Since his diagnosis, Gabriel’s parents, Charles and Cheryl George, have been actively involved in the Marc Thomas Sickle Cell Foundation in Austin, Texas. Gabriel enjoys reading, riding his bike, and spending time with his brother Nathaniel. Gabriel was named the 2007-2009 poster child for the Sickle Cell Disease Association of America, Inc.

Improving Health Outcomes

Matthew Fisch

Photo of Matthew Fisch

When Jill Levy-Fisch’s third child, Matthew, was born, she knew something was not quite right. He was developmentally delayed, and he never smiled. At age one, Matthew weighed 22 pounds. By the time he reached his second birthday, Matthew still weighed 22 pounds. During the first two and a half years of Matthew’s life, Jill went from doctor to doctor searching for an answer in what is sometimes called a medical diagnostic odyssey. Matthew endured test after test, and the experience was an emotional strain on everyone in the family. At age three-and-a-half, Matthew was finally diagnosed with short chain acyl-CoA dehydrogenase deficiency (SCADD). SCADD is a rare condition that prevents the body from converting certain fats into energy. Some of the symptoms of SCADD include vomiting, low blood sugar, a lack of energy, poor feeding, and failure to gain weight and grow at expected rates. Other features of this disorder may include poor muscle tone, seizures, and developmental delays(5). While there is no standard treatment for SCADD, Matthew has a feeding tube, takes dietary supplements to restore his metabolism, and requires physical therapy. In addition, because of his developmental delay, he visits a reading tutor four days a week.

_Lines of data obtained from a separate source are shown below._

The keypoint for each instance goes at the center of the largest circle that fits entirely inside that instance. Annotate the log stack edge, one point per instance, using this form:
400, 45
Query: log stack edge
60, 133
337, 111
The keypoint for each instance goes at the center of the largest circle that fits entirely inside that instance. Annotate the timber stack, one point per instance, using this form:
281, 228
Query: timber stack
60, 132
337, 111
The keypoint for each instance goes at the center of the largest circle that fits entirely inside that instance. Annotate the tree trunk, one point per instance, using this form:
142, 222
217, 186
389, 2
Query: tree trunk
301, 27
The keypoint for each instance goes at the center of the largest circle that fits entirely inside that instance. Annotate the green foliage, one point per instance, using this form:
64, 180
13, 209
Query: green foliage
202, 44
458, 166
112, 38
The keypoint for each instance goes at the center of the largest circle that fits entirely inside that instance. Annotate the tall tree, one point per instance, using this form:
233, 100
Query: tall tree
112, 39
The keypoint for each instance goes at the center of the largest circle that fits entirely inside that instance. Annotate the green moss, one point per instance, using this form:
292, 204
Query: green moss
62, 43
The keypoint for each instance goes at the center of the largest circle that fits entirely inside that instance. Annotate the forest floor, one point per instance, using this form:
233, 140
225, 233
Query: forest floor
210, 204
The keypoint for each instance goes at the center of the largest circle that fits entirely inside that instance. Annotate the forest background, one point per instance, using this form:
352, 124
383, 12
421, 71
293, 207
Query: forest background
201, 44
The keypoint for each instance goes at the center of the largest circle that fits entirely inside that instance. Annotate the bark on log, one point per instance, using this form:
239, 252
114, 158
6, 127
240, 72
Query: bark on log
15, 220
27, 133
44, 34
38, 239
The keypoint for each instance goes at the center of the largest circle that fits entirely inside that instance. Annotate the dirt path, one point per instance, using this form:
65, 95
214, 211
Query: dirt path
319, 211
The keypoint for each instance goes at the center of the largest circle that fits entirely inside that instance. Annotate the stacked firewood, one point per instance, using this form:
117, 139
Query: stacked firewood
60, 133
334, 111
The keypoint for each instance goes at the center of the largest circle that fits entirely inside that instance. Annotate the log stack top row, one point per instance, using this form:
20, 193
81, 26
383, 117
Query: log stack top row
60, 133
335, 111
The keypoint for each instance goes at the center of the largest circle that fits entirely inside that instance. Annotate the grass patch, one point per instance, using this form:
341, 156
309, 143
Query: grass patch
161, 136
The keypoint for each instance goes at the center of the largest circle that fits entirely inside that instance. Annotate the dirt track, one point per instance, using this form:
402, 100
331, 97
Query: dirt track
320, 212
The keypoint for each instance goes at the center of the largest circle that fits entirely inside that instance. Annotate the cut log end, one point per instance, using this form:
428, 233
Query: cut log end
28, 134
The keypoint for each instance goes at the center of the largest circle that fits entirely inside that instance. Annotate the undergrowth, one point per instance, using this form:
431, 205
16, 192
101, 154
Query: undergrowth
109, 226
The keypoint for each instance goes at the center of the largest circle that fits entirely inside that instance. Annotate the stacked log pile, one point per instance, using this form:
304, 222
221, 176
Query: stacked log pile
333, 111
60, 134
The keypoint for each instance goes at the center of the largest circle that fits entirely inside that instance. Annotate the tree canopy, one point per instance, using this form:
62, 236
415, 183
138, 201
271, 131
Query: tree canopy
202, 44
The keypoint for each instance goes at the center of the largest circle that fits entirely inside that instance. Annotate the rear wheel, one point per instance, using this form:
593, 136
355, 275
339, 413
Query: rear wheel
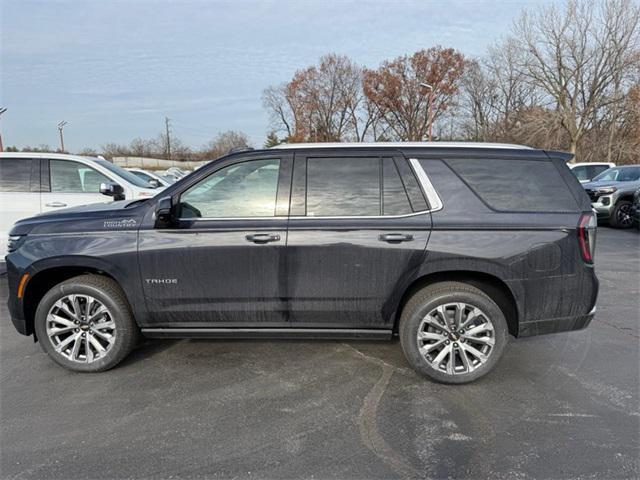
85, 324
452, 332
621, 215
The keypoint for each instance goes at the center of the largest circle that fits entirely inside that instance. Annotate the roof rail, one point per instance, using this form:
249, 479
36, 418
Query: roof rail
402, 145
239, 149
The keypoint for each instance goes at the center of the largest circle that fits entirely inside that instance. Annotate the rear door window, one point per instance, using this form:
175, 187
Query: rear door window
15, 174
347, 187
516, 185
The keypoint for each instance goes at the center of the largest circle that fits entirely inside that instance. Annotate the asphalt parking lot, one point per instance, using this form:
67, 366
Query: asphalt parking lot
560, 406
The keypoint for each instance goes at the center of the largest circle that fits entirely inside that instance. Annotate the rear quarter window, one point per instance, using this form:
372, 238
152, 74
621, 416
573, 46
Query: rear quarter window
15, 174
516, 185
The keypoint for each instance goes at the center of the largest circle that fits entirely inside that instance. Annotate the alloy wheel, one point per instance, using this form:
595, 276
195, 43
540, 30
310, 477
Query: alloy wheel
456, 338
81, 328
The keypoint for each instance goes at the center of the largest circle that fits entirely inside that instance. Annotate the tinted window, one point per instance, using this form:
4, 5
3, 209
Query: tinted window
598, 169
394, 197
15, 174
122, 173
516, 185
343, 187
628, 174
74, 177
245, 189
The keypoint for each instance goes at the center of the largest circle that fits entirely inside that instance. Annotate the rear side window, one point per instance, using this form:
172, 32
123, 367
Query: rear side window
355, 187
516, 185
74, 177
15, 174
343, 186
395, 200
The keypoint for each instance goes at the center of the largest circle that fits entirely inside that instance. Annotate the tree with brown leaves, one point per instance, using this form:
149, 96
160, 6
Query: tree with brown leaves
395, 89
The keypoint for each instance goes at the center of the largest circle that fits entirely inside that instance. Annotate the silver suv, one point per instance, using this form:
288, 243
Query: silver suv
611, 194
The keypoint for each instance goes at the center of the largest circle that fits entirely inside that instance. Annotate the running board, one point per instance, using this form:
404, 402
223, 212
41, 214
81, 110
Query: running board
253, 333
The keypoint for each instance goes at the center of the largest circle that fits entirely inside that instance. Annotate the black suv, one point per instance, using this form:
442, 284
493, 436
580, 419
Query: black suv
451, 247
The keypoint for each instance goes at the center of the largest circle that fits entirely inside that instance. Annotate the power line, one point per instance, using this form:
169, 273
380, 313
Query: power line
168, 129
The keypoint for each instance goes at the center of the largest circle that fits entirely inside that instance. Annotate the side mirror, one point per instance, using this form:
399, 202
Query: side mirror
164, 213
112, 190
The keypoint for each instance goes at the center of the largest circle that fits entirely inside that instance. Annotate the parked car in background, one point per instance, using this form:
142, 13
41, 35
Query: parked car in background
588, 170
611, 194
32, 183
451, 247
635, 208
153, 179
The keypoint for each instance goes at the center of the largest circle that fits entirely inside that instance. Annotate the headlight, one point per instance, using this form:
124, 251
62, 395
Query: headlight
606, 190
14, 242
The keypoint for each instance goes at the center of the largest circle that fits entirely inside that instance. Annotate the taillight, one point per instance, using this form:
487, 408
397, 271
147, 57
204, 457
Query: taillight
587, 236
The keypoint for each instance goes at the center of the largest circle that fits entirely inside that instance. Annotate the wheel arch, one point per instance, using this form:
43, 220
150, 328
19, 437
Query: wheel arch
493, 286
45, 275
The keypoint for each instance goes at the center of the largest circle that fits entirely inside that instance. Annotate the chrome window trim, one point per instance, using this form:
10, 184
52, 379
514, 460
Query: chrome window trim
293, 146
435, 203
306, 217
432, 198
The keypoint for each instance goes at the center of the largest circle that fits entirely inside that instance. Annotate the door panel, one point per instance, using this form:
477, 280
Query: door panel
210, 273
343, 274
212, 270
347, 262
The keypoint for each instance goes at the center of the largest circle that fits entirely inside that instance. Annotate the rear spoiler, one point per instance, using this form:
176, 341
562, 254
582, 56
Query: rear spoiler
566, 156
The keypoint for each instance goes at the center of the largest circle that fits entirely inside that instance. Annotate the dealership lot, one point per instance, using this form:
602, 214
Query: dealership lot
562, 406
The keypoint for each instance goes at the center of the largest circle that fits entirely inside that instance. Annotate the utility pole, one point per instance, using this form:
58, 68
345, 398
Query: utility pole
60, 128
2, 110
167, 128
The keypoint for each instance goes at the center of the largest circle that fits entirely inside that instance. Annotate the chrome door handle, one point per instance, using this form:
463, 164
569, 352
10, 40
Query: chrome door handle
263, 238
395, 237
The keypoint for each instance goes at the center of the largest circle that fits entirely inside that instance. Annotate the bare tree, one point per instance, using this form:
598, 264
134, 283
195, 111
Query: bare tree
576, 56
323, 103
224, 142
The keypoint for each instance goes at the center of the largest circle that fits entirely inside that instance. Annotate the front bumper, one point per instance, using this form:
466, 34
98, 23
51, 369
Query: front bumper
555, 325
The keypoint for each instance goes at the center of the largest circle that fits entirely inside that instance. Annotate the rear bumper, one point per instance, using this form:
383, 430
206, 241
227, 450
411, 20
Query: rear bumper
602, 211
556, 325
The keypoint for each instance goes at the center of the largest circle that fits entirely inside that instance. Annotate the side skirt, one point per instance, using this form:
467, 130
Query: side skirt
253, 333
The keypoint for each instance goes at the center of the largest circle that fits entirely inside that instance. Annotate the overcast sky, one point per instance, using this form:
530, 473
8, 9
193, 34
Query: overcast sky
114, 69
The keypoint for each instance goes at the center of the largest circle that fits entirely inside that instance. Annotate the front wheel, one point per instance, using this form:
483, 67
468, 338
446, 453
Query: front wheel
85, 324
452, 332
621, 215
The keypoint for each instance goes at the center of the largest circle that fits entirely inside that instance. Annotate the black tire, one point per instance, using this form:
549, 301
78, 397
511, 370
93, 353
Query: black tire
621, 215
107, 292
424, 302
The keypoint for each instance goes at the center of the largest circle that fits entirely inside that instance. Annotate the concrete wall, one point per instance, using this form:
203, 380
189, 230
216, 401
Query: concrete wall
155, 163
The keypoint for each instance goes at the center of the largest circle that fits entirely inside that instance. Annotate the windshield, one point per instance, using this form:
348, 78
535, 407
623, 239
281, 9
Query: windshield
122, 173
629, 174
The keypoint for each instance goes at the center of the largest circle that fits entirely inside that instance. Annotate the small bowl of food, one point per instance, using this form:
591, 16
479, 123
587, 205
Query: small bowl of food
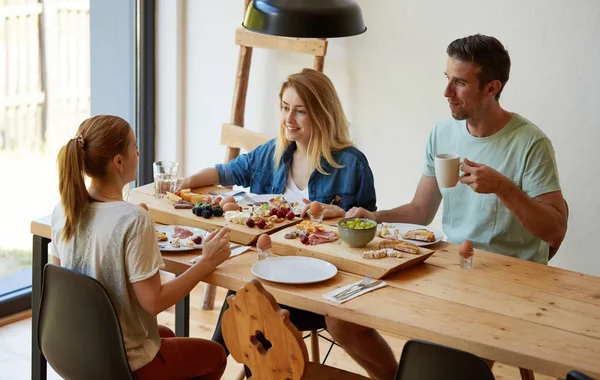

Newborn screening for SCADD was not available in Matthew’s state at the time of his birth in 2001. Spurred to action, Jill began working for the Save Babies Through Screening Foundation, a volunteer organization that supports newborn screening. She wants to make sure that no family has to endure a medical diagnostic odyssey like her family did. Had Matthew been diagnosed through newborn screening, therapies could have been introduced earlier, and his health outcomes would have been better. While Matthew did not receive the benefit of an accurate, early diagnosis, Jill is thrilled that today her state screens for SCADD and that NSQAP works with her state laboratory to ensure accurate newborn screening tests for SCADD.